What’s Happened Since Last Tuesday

The midterm elections were held way back last Tuesday, which seems an awfully long time ago, yet in some states around the country the results weren’t known until Monday, and of course in the great yet undeniably wacky state of Florida the votes are still being counted and hotly contested.
Not so long ago elections were almost always settled by at least the next Wednesday afternoon, but that was before the newfangled rules about vote-by-mail and provisional ballots and other get-out-the-vote innovations. We used to oppose these bleeding heart reforms on an old-fashioned Republican principle that voting should involve the small patriotic sacrifice of registering down at the county hall showing up at the polls come rain or shine, as it tends to keep out the riff-raff, but nowadays we have some aging and still patriotic parents who voted by mail because a trip to a polling place ad a wait in line is a rather onerous imposition, so we suppose we’ll put up the new rules so long as they are strictly enforced according the letter of the law, no matter how it turns out.

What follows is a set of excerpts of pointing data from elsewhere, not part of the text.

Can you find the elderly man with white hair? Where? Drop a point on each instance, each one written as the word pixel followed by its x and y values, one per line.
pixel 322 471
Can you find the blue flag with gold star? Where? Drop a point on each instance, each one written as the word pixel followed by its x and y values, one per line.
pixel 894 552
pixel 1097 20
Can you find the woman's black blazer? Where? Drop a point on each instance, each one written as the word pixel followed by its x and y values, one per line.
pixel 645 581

So far all that meticulous vote-counting hasn’t turned out well for the Republicans. On election night the Fox News Network was the first to call a Democratic majority in the House of Representatives, all the other networks confirmed that a few cautious hours later, and since then the Democrats have padded that majority with several more seats, including one held by the unabashedly pro-Trump and pro-Russian Republican Rep. Dana Rohrabacher in a usually reliable district of suburban southern California. On election night Republican senatorial nominee Martha McSally was leading Democratic nominee Krysten Simena, which gave the Republicans some brief bragging rights about their slightly padded slim majority in the Senate races where they should have done better, but by Monday afternoon McSally and her cute dog Boomer were giving an endearingly gracious concession speech with best wishes to her victorious Democratic opponent.

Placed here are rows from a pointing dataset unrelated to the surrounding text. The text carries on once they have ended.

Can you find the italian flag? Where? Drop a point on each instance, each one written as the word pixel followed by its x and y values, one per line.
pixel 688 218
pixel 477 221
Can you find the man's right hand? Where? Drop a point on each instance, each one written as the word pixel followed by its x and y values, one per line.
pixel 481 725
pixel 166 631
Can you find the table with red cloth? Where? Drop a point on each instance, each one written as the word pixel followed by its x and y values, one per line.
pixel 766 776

The Republicans might yet win the hotly-contested and already-litigated races for governor and senator down in the great yet undeniably wacky state of Florida, but no matter how it turns out we aren’t expecting any gracious concession speeches. So far as we can tell from this distance the Democrats running the show in Florida’s astoundingly populous and reliably Democratic Broward County areas usual utterly inept, but we’ve not yet heard any convincing evidence from President Donald Trump or any other Republican conspiracy-theorists that they’re corrupt. We’re hopeful
that those wonderful if wacky Floridians will have every one of their votes more or less counted accurately, and from this distance we figure the Republicans will win if that happens, and should be glad to have their victory approved by the courts and all objective observers, but the races are always so close down there that we’re not expecting any comity on either side not matter how it turns out.

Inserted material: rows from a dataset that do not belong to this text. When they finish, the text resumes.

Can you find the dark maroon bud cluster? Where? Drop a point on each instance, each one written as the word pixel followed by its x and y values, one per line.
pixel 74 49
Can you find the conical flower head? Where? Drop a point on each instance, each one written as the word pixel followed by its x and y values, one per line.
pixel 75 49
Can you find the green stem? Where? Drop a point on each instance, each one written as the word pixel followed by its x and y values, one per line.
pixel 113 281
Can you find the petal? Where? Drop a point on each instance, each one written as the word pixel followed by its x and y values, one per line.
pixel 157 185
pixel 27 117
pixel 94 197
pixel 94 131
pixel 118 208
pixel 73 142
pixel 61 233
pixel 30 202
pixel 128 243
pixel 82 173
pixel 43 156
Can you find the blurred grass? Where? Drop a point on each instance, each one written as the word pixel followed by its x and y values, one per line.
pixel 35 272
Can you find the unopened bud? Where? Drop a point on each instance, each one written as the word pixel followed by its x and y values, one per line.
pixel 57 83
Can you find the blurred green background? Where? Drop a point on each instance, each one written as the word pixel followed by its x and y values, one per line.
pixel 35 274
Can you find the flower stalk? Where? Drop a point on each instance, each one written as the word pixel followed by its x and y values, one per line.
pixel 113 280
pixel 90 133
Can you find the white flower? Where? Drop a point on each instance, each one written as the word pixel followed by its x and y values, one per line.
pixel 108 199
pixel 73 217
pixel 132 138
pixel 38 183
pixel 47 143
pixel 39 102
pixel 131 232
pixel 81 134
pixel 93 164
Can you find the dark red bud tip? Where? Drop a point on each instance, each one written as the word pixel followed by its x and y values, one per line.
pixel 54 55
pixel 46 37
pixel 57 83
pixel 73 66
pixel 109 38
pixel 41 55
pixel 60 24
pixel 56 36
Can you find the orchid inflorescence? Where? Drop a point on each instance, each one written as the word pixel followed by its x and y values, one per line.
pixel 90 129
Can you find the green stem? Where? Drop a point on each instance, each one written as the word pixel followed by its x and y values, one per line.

Even so, we’re pleased to note that crucial institutions and rules of law and old-fashioned political traditions seem to persist in most places. That Arizona senate race featured an impressive centrist Republican against an impressive centrist Democrat vying to be the state’s first woman senator for the reliably Republican state of arch-conservative Sen. Barry Goldwater and swing-vote Supreme Court Justice Sandra Day O’Connor and maverick Sen. John McCain. We’re sure all those iconic Republican Arizonans would be proud that their Republican-run and law-and-order state counted all the votes, even if it did mean a damned Democrat won a Senate seat, and that their candidate showed such class in defeat.
The Republicans lost a senate seat in Arizona and a House seat and a governorship in Kansas, along with losses in several reliably Republican districts of such Democratic states as California and suburban districts everywhere, including some crucial swing states, but they should be glad the votes are all being counted and that old-fashioned Republicans are signing off on it,and upholding the party’s law-and-order reputation. Sooner or later, and we’re hoping sooner rather than later, that will work out for them.